God is so good to provide what we need at the exact time we need it. Last night the song "Gonna Be Alright" came on the radio. Soon after I heard it I had a conversation with a friend who reminded me God already knows the outcome of my situation and 'it will be alright'! Wow, God! I love how He works through music, people, and Scripture to encouragement. When I walked in last night crying from another song on the radio, Doug was there to speak words of life over me. His hug and doting over me is priceless.
Everything's gonna be alright
Everything's gonna be alright
You hold me Your arms
Until my storm is calm
This is why I can not only survive the storms of life but glorify Him through them. The knowledge that "Everything's Gonna Be Alright" is with me. His peace is mine from the tip of my head to the tips of my toes. Yes, I still am emotional from time to time but He expects that because I am human. Yes, I still find my mind wandering with the 'What if?' questions but when I do it takes my faith deeper. I was asked last night how I can trust God so fully with all I am going through in my physical body. I am grateful people can see that trust. That makes me want to trust Him even more. When people ask such questions, they are pondering and that is a good thing. This morning I am basking on Romans 8:28. This is a verse I memorized as a child. I read it in different versions and settled in with The Passion Translation. So we are convinced that every detail of our lives is continually woven together for good, for we are His lovers who have been called to fulfill His designed purpose. Woo hoo! Yes, God! He has called me as His servant to preach the Gospel and love with His love. I will admit there are times I ask Him, 'Why me? Why do I have to go through another thing on this earth?' Those are questions every human asks of Him. I think of my Daddy who went through multiple times of cancer, over sixty surgeries in his lifetime, a gunshot wound, a broken neck from getting hit by a train...oh my! All of these things took his faith and trust in God deeper. I can hear his words now as I reflect back on his life. 'Now Sheila Babe you cannot allow MS or anything else keep you down. You are a McHenry. That means you are a fighter and you don't give up.' I miss the encouragement my Daddy and Momma spoke over me. It makes me strive to speak life over people every chance I get. Last night Pamela reminded me God knew everything about me even before I was born. These words came back to me as I read the beginning of Romans 8:29. For he knew all about us before we were born and he destined us from the beginning to share the likeness of his Son. Woo hoo! Romans 8 continues with Paul writing of God's love being poured out over us. All we have to do is allow Him to do so. Oh how I pray for more people to do so. Verses thirty-eight and thirty-nine reads in The Passion Translation:
So now I live with the confidence that there is nothing in the universe with the power to separate us from God’s love. I’m convinced that his love will triumph over death, life’s troubles, fallen angels, or dark rulers in the heavens. There is nothing in our present or future circumstances that can weaken his love. There is no power above us or beneath us—no power that could ever be found in the universe that can distance us from God’s passionate love, which is lavished upon us through our Lord Jesus, the Anointed One!

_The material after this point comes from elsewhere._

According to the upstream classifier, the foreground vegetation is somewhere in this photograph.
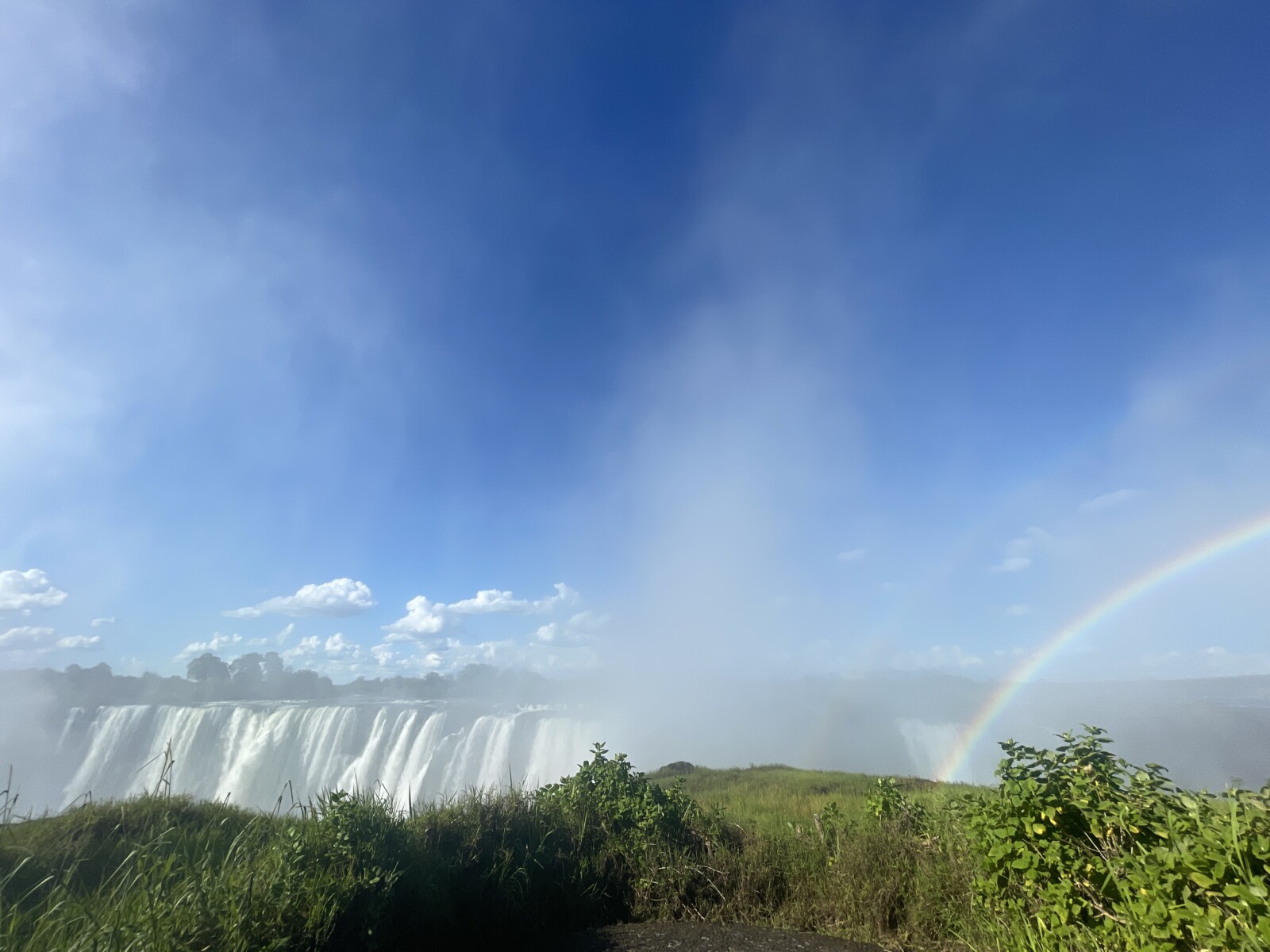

Dear Jesus, Thank You for the blessings of yesterday with another day of rest yet being able to participate in two webinars and a couple phone calls! Thank You for my short time with my Thursday night ladies group st Marybeth's to celebrate Friendsgiving! Thank You for Doug being here to take care of me and to speak life over me! Cleanse me so You can fill me so people will see/hear You through my words, actions, attitude, and thoughts. I pray for many going through difficult days to receive Your empowerment to not just get through the day but to glorify You through it. My sisters Linda, Sally, and Mary; my brother Richard; Ben and Colleen; Pete and Delores; Steve; Doug's sister Jackie; Cait; Rhonda; Mike; Norma Hall; Jack and Paula; Beth; Sharon Sebolt and her parents; some young ladies with anxiety; Brooklyn; April; families in turmoil; Gay and Doug; Sherry; and many others. I also pray healing prayers over many dealing with ‘c’ and/or going through treatments…Chrissy’s cousin; Mike's sister; Shirley Jones; Little Judson; Little Roselynn; a young girl in our community; Audrey; Mr Mullet; Marybeth's friend; David; Dave and Carol with his treatments; Dan; and Ray. I pray for: the Long family; Becky; Baby Sabre and her family; Debbie and her family; Mr. John; Darrell; and Russ. Thank You for continued healing for Pastor Tommy and Pam! Thank You for being My Purpose Maker! Amen.